Owning your stuff seemed to be quite important for a long time, until car leases came about, putting people into far more luxurious rides than they could otherwise afford. It seems that ownership, which the Europeans did away with some time ago, is no longer the must-have in America, either. If Wall Street hadn't invented the real estate bubble, home ownership might have even decreased rather than increased in the last ten years, because many entering the workforce didn't get the itch to put down roots so quickly. For this generation, trying new jobs and new cities is more alluring than fixing leaky gutters and mowing lawns. As it is, things might work out to their benefit, for all the baby boomers intoxicated with the smell of their own investments rushed in and bought 2, 3, or 5 homes, and are now probably doomed to be perpetual landlords. If Generations X, Y, and Z can resist the siren call of the banks to become chained to mortgages, they can enjoy a certain freedom from the burden of home ownership, and the percentage of Americans who own their own home might just return back to a normal kind of balance.

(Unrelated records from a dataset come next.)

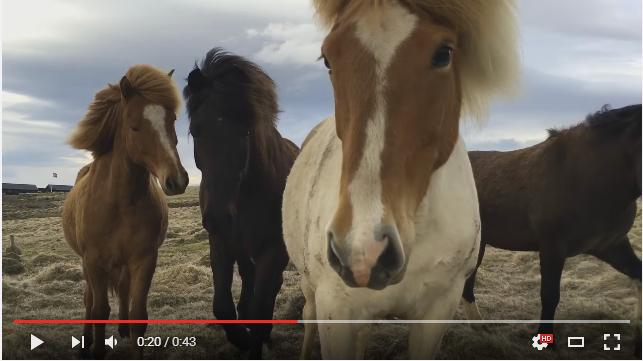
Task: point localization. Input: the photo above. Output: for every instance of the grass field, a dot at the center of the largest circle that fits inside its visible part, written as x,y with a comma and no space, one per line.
45,281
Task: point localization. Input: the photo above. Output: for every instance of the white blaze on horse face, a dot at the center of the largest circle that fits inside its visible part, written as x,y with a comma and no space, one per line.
156,115
382,37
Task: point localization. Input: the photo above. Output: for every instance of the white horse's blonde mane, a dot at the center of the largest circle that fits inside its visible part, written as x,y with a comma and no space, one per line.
489,60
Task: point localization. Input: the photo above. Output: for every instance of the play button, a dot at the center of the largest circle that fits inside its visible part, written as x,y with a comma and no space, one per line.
35,342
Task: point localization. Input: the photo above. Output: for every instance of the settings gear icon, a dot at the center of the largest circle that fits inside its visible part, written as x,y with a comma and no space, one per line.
537,344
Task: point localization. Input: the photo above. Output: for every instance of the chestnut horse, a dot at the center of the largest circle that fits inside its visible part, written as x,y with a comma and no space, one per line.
380,208
115,217
244,162
575,193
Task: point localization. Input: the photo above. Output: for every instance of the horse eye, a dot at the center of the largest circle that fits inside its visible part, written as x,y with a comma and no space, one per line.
442,57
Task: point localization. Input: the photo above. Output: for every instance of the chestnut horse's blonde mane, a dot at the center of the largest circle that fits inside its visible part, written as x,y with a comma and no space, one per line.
96,131
489,61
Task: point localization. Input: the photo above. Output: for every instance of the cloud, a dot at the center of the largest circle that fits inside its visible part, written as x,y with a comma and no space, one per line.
57,54
288,43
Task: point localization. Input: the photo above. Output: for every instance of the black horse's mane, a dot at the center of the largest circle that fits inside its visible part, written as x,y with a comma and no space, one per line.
245,93
229,75
607,121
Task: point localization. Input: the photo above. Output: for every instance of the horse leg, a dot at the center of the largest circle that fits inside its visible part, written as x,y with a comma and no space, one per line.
88,329
310,329
247,273
123,297
222,263
468,296
425,338
339,340
621,256
552,261
100,304
142,271
269,278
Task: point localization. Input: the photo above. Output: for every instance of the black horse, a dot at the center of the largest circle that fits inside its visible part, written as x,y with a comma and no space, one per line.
244,162
573,193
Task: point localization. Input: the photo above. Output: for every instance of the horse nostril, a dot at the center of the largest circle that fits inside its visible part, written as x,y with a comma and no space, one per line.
334,256
170,185
391,258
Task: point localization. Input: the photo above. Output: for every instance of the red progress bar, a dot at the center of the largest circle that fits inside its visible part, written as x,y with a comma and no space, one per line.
54,322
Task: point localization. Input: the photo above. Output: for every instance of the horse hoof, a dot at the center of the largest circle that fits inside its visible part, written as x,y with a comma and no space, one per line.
255,353
239,337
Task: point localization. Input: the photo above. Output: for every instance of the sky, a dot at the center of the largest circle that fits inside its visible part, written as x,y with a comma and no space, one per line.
576,56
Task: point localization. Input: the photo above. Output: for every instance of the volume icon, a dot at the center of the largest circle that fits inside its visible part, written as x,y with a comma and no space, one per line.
111,342
75,342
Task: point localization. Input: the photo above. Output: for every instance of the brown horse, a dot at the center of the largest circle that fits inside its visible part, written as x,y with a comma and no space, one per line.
573,193
380,209
115,217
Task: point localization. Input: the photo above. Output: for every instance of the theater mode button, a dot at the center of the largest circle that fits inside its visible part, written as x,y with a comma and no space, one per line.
35,342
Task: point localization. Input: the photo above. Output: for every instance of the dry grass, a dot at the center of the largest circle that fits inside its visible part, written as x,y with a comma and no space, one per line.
50,286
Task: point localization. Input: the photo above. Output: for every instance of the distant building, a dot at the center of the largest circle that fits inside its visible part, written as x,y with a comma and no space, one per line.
13,188
57,188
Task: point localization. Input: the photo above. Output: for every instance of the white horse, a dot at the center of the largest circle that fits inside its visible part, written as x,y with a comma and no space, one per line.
380,209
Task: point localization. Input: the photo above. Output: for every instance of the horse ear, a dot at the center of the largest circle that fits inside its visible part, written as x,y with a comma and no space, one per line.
126,88
196,80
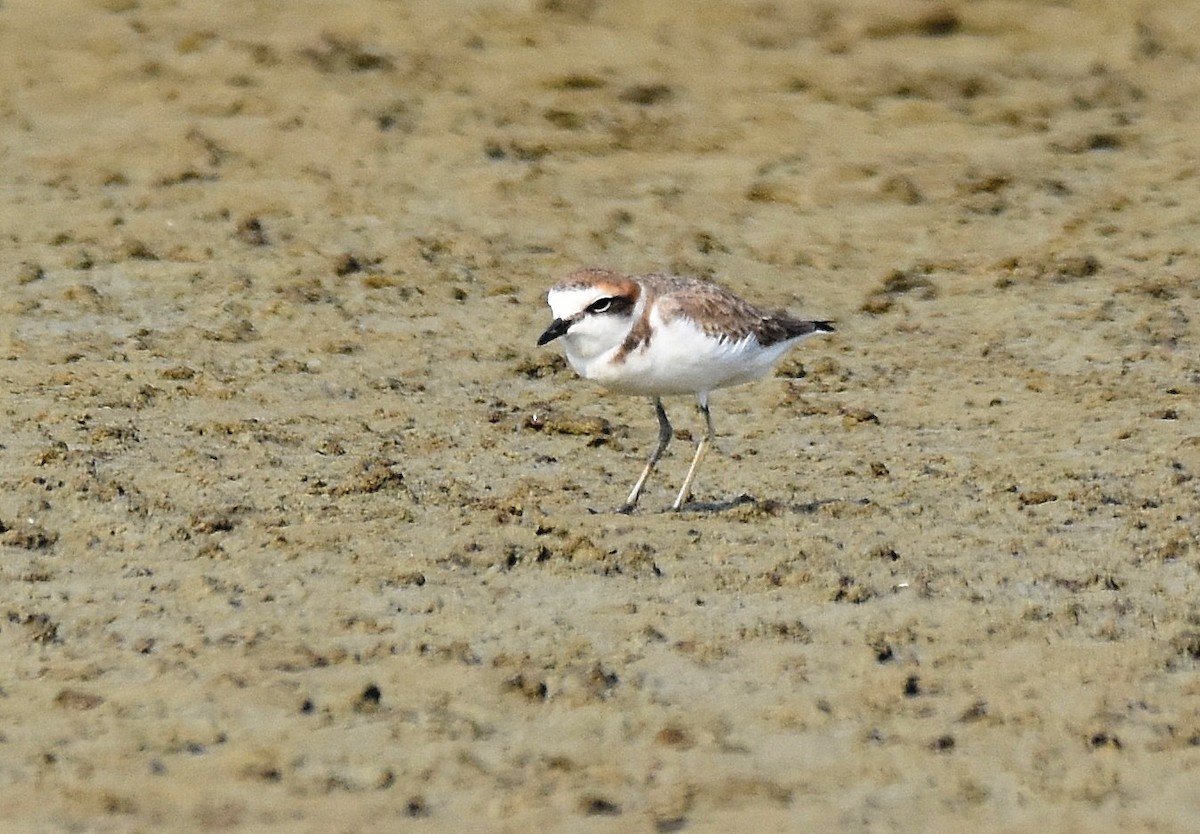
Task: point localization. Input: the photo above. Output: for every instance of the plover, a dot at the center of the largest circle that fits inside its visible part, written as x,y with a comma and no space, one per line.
659,335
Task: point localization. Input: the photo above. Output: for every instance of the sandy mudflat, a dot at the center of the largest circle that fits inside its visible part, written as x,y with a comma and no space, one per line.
300,532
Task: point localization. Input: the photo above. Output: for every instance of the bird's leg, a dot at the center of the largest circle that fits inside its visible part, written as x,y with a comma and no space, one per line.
701,448
665,433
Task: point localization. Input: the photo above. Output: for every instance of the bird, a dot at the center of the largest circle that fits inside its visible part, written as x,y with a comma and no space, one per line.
660,335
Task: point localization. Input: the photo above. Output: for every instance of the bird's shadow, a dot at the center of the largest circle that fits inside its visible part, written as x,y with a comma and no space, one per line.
763,505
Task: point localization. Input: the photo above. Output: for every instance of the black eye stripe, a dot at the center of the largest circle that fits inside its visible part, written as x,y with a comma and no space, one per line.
612,304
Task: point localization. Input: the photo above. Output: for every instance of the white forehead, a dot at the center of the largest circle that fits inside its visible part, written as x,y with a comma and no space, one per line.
565,301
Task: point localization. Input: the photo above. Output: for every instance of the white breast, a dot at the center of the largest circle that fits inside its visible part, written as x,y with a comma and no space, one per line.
681,358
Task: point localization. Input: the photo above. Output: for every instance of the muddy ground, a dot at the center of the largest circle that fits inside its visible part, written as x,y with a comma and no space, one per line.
299,531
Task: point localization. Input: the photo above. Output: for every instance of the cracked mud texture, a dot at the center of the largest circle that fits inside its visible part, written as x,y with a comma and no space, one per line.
299,531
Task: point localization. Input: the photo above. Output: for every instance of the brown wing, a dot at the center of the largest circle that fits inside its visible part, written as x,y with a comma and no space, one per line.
721,313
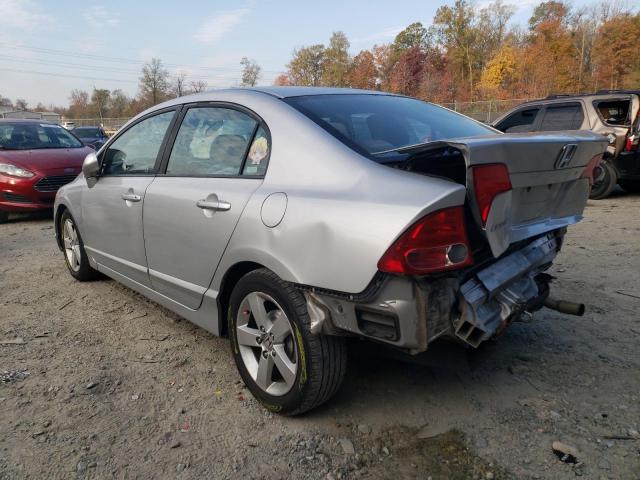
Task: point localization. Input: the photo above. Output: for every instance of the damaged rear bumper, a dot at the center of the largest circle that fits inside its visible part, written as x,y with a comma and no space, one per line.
410,313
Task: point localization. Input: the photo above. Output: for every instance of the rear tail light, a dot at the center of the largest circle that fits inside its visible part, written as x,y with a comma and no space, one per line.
589,171
435,243
632,142
489,181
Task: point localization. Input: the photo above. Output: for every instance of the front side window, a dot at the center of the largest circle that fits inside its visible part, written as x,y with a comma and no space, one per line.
36,136
520,121
380,123
562,117
136,150
214,141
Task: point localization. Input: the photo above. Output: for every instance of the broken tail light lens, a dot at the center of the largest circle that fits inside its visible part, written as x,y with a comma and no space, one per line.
589,171
435,243
489,181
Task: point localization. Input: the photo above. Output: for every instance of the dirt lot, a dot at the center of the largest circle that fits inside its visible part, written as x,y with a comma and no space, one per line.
108,385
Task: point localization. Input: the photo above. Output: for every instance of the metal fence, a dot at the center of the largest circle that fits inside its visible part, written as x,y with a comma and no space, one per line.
110,125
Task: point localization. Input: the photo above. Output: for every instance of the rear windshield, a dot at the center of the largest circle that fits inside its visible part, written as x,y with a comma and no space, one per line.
86,132
614,112
33,136
376,124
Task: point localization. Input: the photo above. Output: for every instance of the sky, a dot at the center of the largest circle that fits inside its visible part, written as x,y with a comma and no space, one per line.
48,48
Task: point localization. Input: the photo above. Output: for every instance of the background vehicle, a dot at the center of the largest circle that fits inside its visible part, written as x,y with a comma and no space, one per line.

So if these capitalistic components of the American Dream are in danger of extinction, what replaces them? The American middle class, fighting for its life, is certainly transforming, shedding the unnecessary and reevaluating its own identity and goals.
We are in the middle of the war, and have some big battles yet to fight. One of the common causes that seems to be uniting many people is the notion of getting off the grid, and this doesn't necessarily apply to electricity.
The electric grid which services our power needs is like a spider's web, in which we are helplessly caught with no alternative at all. The antiquated regulations that govern energy supply go all the way back to the last gilded age, and deserve to be smashed. Energy independence and power generation should be every American's right, and getting off the grid - or perhaps using the grid to produce as well as consume - is becoming the New American Dream for some.
But there are far more grids to get off, and one other grid to consider is the food grid - or web, as ecologists prefer to call it. Homegrowing and localizing food sources is a grass-roots movement that nearly every neighborhood is experimenting with, and this has great implications nationwide. Supplementing that grocery store chain with something harvested 'round the corner, in season, without genetically modified, hormone-induced help, might just be another component of the New American Dream. Suburban agriculture can be done cheaply and efficiently for those who want to get off the web.
And then, there is the -- shh, children, be very quiet, this is very, very secret, don't tell the adults -- the financial grid. Getting off that grid is the scariest and biggest step of all. Barter, scrip, and other concepts that bypass the Wall Street bonus babies entirely...ooh, that one could really redefine the American Dream, for it makes us free. Paying off your consumer debt, not owning a house, bartering for goods and services, growing your own food? This might mean that we Americans would turn away from being voracious, materialistic, object-oriented consumers into producers, who own our own destiny and are truly independent.
In the meantime, a quiet revolution has been taking place in our pockets, as we become infovores. The i-phone, a luxury even a year ago, seems now even in this Great Recession to be the ubiqitous utility. We have finally placed nearly all the world's knowledge, and nearly all the world's conversations, at our fingertips anytime anywhere. Americans have become voracious info-raptors, requring massive digital gigabytes of datameat, while other cultures go without.
An off-the grid ethic, your own iphone, and a steadyish string of jobs may just be the New American Dream. When the spokesmen for The Recovery are finished talking, keep listening carefully to the other sounds in the wilderness, and you may just hear the New American Dream being born.